Furthermore, movement of price lies in the trends. A trend in price is the stock’s price prevailing direction over certain time period. The trend concept perhaps is the quintessential thought when performing technical analysis as most technical tools or components are designed so that they can identify and follow the present trends. When performing technical analysis, what is looked at specifically is price data patterns that signal continuity or trend reversal try to maintain. It is a must for traders to understand circumstances signally continuous trends so that the trend can be ridden as farther as possible. It is also essential to look at situations signalling trend based reversal so that stocks can be sold prior to the turns of trend or purchase of stock at the reverses moment. An example can be quoted here that if one holds a specific stock in an upward trend; the trader is looking at continuing in the upward trend for confirming this position as well as reversals so that the position can be exited prior to the stock going into downward trend. Therefore, traders look at stocks that are in trend presently in order to try and analyse the key achievements for that particular trend and either purchase or sell based on the present position. For the technical analysis methods to be of value, it is essential to take it under assumption that prices will form trends.

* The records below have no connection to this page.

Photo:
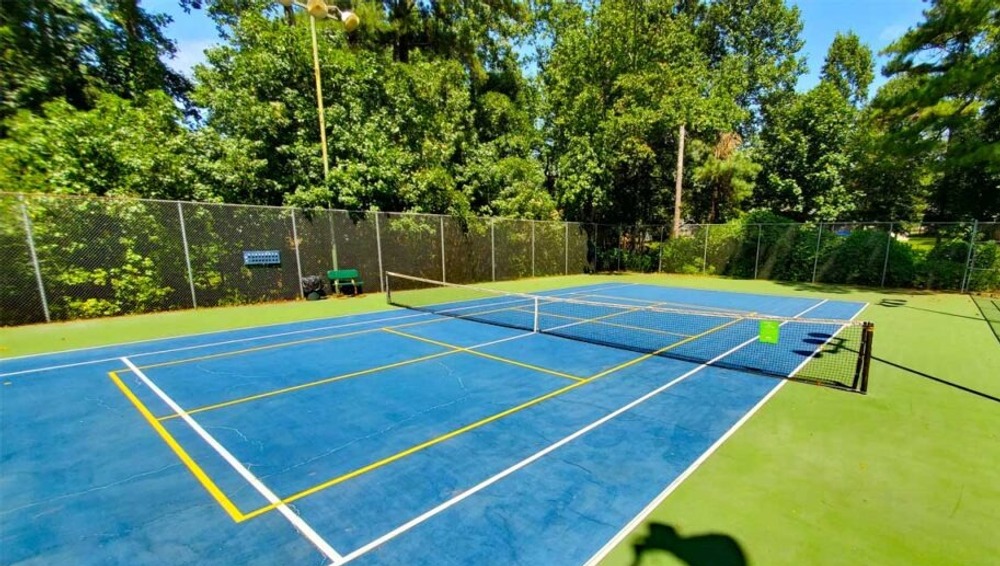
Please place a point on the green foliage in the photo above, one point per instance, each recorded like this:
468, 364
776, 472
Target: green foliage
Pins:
804, 154
848, 67
947, 105
117, 148
75, 51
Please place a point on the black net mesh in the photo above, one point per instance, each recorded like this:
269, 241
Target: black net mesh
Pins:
218, 236
355, 245
411, 244
984, 265
315, 241
550, 248
512, 241
105, 257
468, 257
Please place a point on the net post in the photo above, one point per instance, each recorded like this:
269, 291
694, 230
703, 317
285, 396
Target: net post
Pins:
867, 337
566, 248
187, 254
333, 238
819, 237
443, 276
756, 261
888, 245
532, 247
378, 244
704, 259
659, 256
621, 248
34, 258
969, 255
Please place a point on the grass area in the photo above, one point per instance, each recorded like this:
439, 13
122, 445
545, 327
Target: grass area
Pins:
909, 474
922, 243
906, 475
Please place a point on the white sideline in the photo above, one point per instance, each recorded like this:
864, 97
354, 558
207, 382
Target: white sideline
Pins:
543, 452
271, 498
224, 342
667, 491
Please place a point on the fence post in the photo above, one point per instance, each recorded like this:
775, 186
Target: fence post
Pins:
566, 248
532, 247
969, 256
298, 259
819, 237
621, 250
756, 261
659, 259
443, 275
888, 244
187, 255
333, 239
378, 244
704, 259
29, 234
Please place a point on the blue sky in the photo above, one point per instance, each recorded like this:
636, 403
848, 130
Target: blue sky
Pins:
877, 22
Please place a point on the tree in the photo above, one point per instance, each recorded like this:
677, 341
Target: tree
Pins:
619, 79
725, 179
951, 106
803, 151
849, 67
117, 148
760, 41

When technical analysis based trading is done, it is essential to examine data from stock price for patterns of price which might in certain manners predict price direction in the long term future. Consequently, it is essential to assume that patterns of price form with a specific consistency and that patterns of price which have gained success in the past, will continue to be of success in long term future. As evident that financial markets are fuelled through acts of humans and expectations, Murphy (1999) attributed the regular formation and predictive pattern of price as well as calculation of price for a study within human psychology and team dynamics dependent upon behaviour finances.
Financial theory initially was based predominantly over the hypothesis for efficient markets. This hypothesis originally stated that traded assets price are efficient informationally implying that their price always completely reflects all known data and changes to new data instantly may take place. Every market agent furthermore is such that they maximize utility along with having rationalized expectations. Considering such an assumption, all attempts to analyse previous price and trading stocks is a waste as it would not be possible for consistently outperforming markets as all known data is integrated within price and every agent values the information in an equal manner. Successful theoretical and empirical work was supported by the theory and was considered widely as proved. From the dominance height, however, the theory has gained much challenge and its focus has transitioned towards behaviour based finances.